Letztlich garantiert selbst die erfolgreiche Anfechtung des Scheinvaters nicht seine Regressmöglichkeit. Die Kindesmutter und das Kind selbst können den Regress dadurch verhindern, in dem sie sich einen Wechsel der Vaterschaft vom Scheinvater hin zum biologischen Vater hin widersetzen. Mutter und ggfls.
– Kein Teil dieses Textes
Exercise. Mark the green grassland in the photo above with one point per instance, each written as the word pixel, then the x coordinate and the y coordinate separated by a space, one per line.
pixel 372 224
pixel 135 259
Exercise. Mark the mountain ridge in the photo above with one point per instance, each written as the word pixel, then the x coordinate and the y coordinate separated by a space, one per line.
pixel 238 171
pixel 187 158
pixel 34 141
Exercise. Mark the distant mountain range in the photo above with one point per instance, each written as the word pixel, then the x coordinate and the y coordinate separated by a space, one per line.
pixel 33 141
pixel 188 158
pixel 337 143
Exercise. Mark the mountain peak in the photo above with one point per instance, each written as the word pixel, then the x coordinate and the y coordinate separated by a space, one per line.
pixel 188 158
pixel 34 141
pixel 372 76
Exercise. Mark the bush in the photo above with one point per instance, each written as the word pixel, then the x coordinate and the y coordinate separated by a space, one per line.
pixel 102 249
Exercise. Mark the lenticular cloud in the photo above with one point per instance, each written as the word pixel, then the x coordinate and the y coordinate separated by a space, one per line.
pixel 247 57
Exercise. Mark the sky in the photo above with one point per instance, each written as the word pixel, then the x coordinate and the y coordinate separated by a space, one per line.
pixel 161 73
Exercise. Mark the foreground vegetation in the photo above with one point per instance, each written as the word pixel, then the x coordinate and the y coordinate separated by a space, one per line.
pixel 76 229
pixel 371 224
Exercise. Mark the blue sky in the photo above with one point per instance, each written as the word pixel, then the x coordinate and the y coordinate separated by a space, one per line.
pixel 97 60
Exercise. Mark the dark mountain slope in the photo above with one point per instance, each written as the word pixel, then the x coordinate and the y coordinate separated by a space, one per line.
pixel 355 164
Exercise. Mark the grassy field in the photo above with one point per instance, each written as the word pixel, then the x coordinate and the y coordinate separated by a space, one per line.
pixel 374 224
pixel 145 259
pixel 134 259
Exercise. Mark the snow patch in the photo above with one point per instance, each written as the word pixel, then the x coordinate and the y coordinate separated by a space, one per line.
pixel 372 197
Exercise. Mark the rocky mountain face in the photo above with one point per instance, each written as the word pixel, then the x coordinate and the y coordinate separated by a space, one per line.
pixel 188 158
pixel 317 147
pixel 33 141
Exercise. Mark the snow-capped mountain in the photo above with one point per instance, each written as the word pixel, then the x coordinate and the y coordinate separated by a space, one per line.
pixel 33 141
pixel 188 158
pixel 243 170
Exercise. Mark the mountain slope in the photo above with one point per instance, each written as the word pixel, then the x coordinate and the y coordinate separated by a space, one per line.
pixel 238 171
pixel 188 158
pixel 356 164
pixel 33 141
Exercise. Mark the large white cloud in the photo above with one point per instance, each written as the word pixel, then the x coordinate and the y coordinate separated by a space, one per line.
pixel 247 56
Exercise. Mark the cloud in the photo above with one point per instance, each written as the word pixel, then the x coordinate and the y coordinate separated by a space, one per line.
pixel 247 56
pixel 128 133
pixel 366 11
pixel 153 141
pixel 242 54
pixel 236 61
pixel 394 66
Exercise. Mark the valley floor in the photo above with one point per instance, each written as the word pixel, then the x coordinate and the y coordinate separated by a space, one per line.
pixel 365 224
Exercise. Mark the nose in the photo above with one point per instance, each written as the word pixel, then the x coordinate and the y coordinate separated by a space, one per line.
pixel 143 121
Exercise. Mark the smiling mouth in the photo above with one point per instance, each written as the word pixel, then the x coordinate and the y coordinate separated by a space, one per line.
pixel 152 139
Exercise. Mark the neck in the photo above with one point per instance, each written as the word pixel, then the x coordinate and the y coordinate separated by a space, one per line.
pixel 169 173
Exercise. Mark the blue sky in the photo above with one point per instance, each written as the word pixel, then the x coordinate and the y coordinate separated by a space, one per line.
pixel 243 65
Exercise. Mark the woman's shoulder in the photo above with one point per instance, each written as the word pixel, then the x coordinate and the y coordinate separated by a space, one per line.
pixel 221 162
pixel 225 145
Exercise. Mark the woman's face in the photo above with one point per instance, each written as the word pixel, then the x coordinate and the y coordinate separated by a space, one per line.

Kind müssen per Zustimmung erklären, dass der nunmehr leibliche Vater auch gesetzlicher Vater wird. Selbst wenn der biologische Vater seine Vaterschaft anerkennt und die Mutter nicht zustimmt, kommt es nicht zu dem Statuswechsel und ein Regress scheidet aus. Nur in Ausnahmefällen gibt es eine Durchbrechung der Regresssperre.

3. Regress des Scheinvaters gegen den Staat als Träger der Sozialhilfe
Häufig war der Scheinvater nicht mit der Mutter verheiratet, das Kind hat staatliche Transferleistungen über die Sozialhilfe erhalten und der Scheinvater musste diese Gelder an den Staat zurückzahlen. Hat er insofern Unterhaltsleistungen an den Staat erbracht, steht ihm gegen den Sozialhilfeträger ein Bereicherungsanspruch jedenfalls dann zu, wenn er den Anspruch gegen den Erzeuger, z.B. weil dieser im Ausland untergetaucht ist, nicht wirksam geltend machen kann.

4. Regressanspruch des Scheinvaters gegen die (geschiedene) Ehefrau
Der BGH hat einen Grundsatz entschieden, dass der Scheinvater von seiner geschiedenen Ehefrau wegen des Ehebruchs, aus dem ein Kind entstanden ist, keinen Schadensersatzanspruch hinsichtlich geleisteter Unterhaltszahlungen hat. Zu diesem Grundsatz gibt es nur die Ausnahme, wenn zu dem Ehebruch, aus dem das Kind entstanden ist, eine sittenwidrige schädigende Verletzungshandlung gemäß § 826 BGB der Ehefrau hinzukommt. So sollen eine sittenwidrige schädigende Verletzungshandlung vorliegen, wenn die Ehefrau auf die Frage, ob sie in der Empfängniszeit mit einem anderen Mann Geschlechtsverkehr hatte, eine falsche Auskunft gibt.

Etwas unverständlich bleibt dagegen, dass ein Schweigen der Kindesmutter zu dem Mehrverkehr keinen Anspruch aus § 826 BGB geben soll.